FOOL PLATE SPECIAL
An Investment OpinionBy
Mattel's TLC a Scrub Dave Marino-Nachison (TMF Braden)
October 4, 1999
Its stock's performance a disappointment over the past year, top toy maker Mattel (NYSE: MAT) was counting on the multibillion-dollar acquisition of consumer software firm The Learning Company (TLC), completed in May, to help boost earnings straight away by jump-starting its move into the electronic entertainment arena.
And all indications as of midyear were that the integration of the $3.8 billion buy was going as planned.
Now, though, with Mattel's first full quarter of TLC ownership on the books, it appears there's still considerable work ahead. The company said in a press release yesterday that it expects the division to report a "significant" revenue shortfall in Q3 -- results are set for release on Oct. 21 -- due to a decision not to proceed with a planned licensing agreement and higher-than-expected returns.
The resultant lower revenues at TLC -- combined with the write-off of bad debts, increased customer benefits, and the termination of certain distributors -- are expected to create a third-quarter loss of between $50 million and $100 million.
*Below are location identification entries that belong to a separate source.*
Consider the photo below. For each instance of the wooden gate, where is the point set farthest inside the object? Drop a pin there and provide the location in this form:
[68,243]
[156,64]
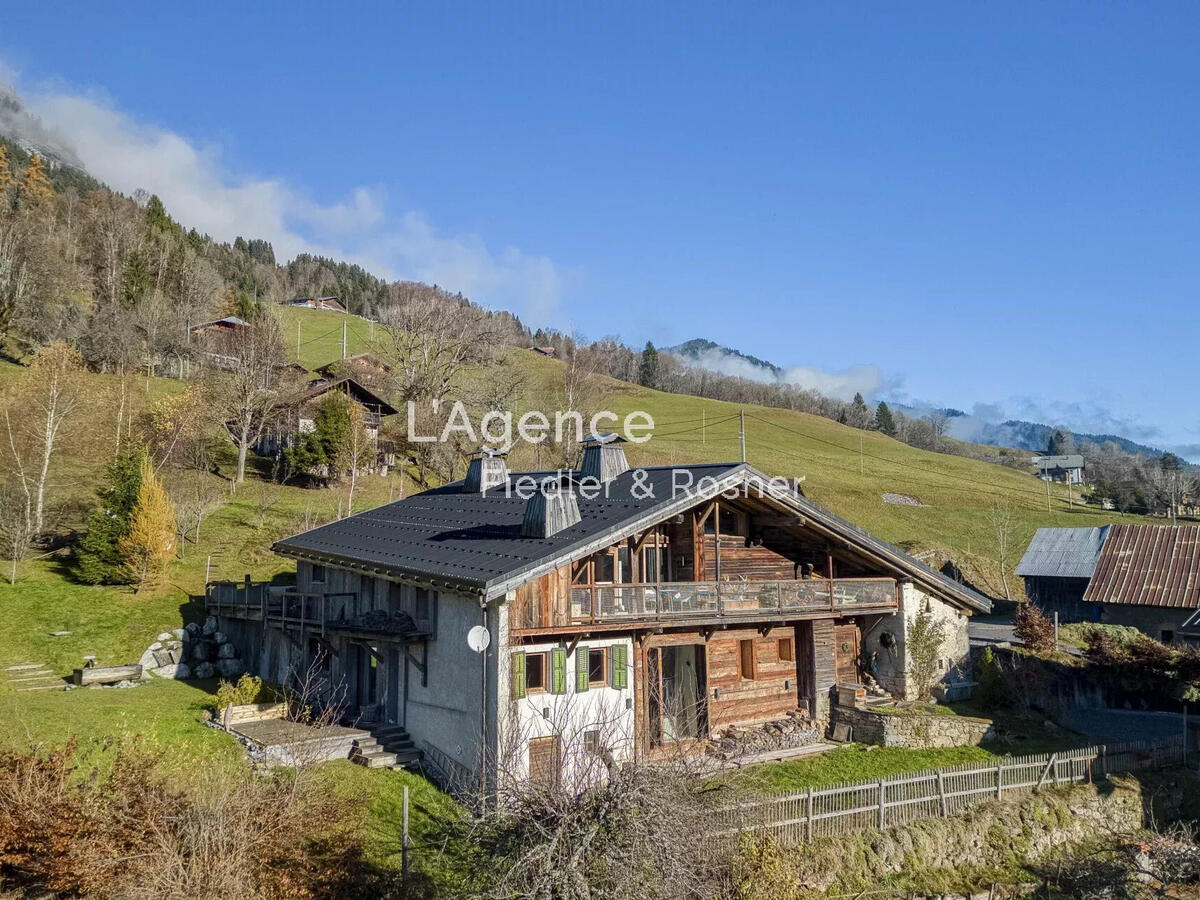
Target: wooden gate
[846,642]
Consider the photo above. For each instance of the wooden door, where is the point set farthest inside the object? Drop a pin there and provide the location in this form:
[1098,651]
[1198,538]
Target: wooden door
[545,761]
[846,641]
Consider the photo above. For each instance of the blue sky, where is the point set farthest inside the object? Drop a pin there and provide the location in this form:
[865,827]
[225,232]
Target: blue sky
[948,203]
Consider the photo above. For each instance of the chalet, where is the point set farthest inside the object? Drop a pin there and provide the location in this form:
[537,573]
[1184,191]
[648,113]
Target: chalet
[1057,567]
[1149,577]
[363,367]
[318,303]
[631,610]
[1067,469]
[228,325]
[299,417]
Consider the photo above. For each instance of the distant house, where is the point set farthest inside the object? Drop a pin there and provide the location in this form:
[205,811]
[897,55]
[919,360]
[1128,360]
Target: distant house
[229,324]
[1067,469]
[363,367]
[1057,567]
[1149,577]
[301,413]
[319,303]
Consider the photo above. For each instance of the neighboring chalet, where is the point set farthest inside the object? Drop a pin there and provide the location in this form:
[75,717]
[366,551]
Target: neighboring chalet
[319,303]
[363,367]
[300,413]
[1057,567]
[215,339]
[1067,469]
[1149,577]
[1145,576]
[677,601]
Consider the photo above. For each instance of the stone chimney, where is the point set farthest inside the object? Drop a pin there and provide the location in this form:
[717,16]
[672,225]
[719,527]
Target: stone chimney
[486,471]
[604,457]
[552,509]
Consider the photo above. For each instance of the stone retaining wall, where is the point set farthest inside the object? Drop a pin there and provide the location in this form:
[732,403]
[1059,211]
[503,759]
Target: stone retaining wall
[921,731]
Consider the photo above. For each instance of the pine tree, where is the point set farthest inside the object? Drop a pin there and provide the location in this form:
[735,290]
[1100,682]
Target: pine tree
[648,370]
[99,561]
[6,179]
[883,420]
[150,541]
[35,186]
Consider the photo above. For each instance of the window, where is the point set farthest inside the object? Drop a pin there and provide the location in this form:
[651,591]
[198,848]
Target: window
[786,652]
[745,660]
[592,742]
[598,666]
[535,672]
[605,568]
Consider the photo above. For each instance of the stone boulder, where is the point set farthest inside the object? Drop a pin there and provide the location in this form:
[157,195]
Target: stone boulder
[178,672]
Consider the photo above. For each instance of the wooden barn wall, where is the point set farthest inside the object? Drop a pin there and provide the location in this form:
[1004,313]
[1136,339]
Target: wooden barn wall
[766,696]
[543,603]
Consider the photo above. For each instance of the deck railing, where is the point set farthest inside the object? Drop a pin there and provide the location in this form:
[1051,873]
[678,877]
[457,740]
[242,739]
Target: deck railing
[706,599]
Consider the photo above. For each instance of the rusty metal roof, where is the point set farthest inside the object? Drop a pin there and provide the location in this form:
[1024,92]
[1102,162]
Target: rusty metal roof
[1149,565]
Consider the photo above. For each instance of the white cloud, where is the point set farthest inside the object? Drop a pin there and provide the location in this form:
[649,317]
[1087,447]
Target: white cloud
[843,384]
[202,192]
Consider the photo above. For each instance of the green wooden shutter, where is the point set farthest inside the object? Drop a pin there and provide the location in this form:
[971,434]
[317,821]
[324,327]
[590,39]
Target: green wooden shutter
[517,675]
[558,671]
[619,655]
[582,664]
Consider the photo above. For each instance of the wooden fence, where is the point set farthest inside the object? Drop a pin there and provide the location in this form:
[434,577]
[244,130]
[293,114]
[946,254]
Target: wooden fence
[839,809]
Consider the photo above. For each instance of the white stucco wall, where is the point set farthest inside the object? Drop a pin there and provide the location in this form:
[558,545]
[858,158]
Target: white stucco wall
[893,663]
[567,715]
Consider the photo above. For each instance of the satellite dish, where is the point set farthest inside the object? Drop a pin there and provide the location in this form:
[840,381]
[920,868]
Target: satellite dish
[478,639]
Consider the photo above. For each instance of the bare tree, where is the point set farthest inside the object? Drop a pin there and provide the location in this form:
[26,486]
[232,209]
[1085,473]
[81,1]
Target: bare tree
[1002,519]
[247,384]
[35,417]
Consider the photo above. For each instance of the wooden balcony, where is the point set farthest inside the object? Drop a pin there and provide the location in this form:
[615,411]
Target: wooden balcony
[317,613]
[708,600]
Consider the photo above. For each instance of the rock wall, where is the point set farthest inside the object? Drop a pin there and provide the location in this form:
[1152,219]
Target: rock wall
[922,731]
[965,851]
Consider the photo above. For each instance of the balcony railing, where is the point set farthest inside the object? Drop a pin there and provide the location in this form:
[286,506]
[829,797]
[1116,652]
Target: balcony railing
[719,599]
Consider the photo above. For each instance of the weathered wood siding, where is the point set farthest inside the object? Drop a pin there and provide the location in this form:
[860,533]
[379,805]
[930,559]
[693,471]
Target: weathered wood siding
[773,691]
[543,603]
[823,665]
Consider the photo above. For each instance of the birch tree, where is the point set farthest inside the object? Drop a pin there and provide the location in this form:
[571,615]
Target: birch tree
[35,420]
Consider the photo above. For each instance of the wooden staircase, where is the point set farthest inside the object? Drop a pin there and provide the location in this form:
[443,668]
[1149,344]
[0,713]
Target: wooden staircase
[388,748]
[33,677]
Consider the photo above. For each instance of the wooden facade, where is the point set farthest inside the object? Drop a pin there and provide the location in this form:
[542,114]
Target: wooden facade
[713,665]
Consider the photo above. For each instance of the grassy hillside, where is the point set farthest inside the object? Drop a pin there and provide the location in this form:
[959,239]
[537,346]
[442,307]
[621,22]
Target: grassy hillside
[846,469]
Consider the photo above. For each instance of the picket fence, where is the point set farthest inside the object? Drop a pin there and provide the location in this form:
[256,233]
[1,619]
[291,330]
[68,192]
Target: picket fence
[798,817]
Mattel was looking for a profit of about $50 million for the division; it was unprofitable in last year's third quarter as an independent company. Companywide quarterly EPS is expected to be between $0.30 and $0.40 with revenues down between 2% and 4%. Wall Street's consensus estimate was $0.70 per share. The company's stock fell some 20% on the news this morning.
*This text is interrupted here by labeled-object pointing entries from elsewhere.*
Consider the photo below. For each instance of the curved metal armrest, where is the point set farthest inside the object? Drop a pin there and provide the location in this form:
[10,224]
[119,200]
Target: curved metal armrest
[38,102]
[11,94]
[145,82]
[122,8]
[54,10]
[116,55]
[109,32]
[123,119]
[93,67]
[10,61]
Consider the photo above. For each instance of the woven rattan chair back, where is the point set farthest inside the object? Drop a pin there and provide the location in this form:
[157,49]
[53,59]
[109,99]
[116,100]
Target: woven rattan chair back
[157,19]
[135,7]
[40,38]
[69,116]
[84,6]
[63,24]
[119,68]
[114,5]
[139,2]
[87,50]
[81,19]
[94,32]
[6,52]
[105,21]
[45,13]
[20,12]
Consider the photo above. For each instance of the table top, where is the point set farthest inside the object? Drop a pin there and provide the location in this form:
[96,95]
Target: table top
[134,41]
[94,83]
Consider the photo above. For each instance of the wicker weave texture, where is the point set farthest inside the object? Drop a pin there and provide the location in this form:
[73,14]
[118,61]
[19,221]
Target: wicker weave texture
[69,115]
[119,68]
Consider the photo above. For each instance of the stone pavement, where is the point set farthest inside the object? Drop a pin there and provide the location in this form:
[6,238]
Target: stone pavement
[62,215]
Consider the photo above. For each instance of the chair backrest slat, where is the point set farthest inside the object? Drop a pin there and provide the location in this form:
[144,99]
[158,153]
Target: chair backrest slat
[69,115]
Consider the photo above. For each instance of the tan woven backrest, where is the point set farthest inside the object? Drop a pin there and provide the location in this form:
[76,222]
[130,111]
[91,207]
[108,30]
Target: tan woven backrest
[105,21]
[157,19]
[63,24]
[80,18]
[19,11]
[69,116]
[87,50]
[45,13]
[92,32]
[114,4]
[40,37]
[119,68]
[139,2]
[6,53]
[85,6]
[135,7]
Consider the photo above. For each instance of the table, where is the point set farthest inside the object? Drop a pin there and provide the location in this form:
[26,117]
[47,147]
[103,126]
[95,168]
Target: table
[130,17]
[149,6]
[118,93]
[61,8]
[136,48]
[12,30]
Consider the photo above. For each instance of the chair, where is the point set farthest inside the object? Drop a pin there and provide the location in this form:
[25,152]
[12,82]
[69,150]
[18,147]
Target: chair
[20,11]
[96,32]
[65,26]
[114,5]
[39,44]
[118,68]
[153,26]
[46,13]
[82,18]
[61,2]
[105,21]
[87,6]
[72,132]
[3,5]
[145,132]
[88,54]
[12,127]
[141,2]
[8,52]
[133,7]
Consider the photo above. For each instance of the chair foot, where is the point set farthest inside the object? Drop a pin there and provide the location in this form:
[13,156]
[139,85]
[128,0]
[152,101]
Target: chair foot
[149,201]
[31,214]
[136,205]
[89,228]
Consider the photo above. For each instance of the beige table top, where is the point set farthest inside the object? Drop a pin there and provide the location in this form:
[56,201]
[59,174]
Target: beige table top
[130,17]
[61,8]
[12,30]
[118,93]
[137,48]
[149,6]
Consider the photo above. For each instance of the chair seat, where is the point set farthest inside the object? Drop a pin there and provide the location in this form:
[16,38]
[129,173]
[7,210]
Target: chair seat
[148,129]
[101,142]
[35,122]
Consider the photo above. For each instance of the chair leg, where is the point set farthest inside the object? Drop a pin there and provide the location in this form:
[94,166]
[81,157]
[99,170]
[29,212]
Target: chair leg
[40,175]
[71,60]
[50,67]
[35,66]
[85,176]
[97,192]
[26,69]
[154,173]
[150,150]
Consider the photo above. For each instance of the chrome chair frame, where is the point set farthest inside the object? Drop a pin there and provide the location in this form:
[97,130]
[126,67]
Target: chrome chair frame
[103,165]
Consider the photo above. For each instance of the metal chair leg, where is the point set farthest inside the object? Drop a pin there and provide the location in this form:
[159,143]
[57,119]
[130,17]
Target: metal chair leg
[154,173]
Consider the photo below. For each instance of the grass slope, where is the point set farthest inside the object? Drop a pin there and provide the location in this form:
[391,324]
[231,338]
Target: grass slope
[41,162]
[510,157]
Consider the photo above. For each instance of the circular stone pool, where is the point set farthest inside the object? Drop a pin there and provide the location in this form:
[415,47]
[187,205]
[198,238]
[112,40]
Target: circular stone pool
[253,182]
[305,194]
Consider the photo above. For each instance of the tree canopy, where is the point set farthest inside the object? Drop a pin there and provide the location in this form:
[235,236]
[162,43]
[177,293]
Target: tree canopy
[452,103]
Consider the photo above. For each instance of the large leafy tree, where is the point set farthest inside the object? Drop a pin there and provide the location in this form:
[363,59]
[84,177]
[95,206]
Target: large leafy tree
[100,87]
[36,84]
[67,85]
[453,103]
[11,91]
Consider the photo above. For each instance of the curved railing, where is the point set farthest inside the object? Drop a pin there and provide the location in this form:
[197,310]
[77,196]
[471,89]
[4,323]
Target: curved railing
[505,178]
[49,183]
Still, the company insists that the rest of its operations are strong.
"Unfortunately," said Mattel Chairman and CEO Jill Barad, "the Learning Company performance masks the underlying vitality of our core U.S. business." She said over-the-counter sales of her company's flagship Barbie, Fisher-Price, and Wheels brands were strong with shippable orders more than $100 million higher than the company could handle; those shipments will be moved into Q4. It's an encouraging sign for investors who remember last year's announcement that retailers were buying cautiously in Q4.
This story nevertheless highlights the importance of closely watching a company as it works to integrate acquisitions, particularly major ones. It's a serious test of management's acumen as financial, cultural, and strategic issues come to the fore and require attention above and beyond that needed to run a company's core business.
Mattel still appears well-positioned for future growth with heavy tie-ins to the upcoming sequel to Disney (NYSE: DIS) and Pixar's (Nasdaq: PIXR) Toy Story animated feature. Other promising projects include a series of agreements -- like one with Power Rangers pusher Bandai -- and the possibility of a spin-off of its online retail operation.
And we can't forget all of the benefits Mattel expected to reap when it bought TLC in the first place, not the least of which included the opportunity for crossover opportunities for its own brands.
With Mattel shares currently trading at a 52-week low -- which is saying something given the stock's performance -- investors who believe Barad can make the TLC acquisition work might want to start taking a closer look at the company.
But today's announcement highlights the impact that more foul-ups could have on Mattel's performance. Investors should proceed carefully.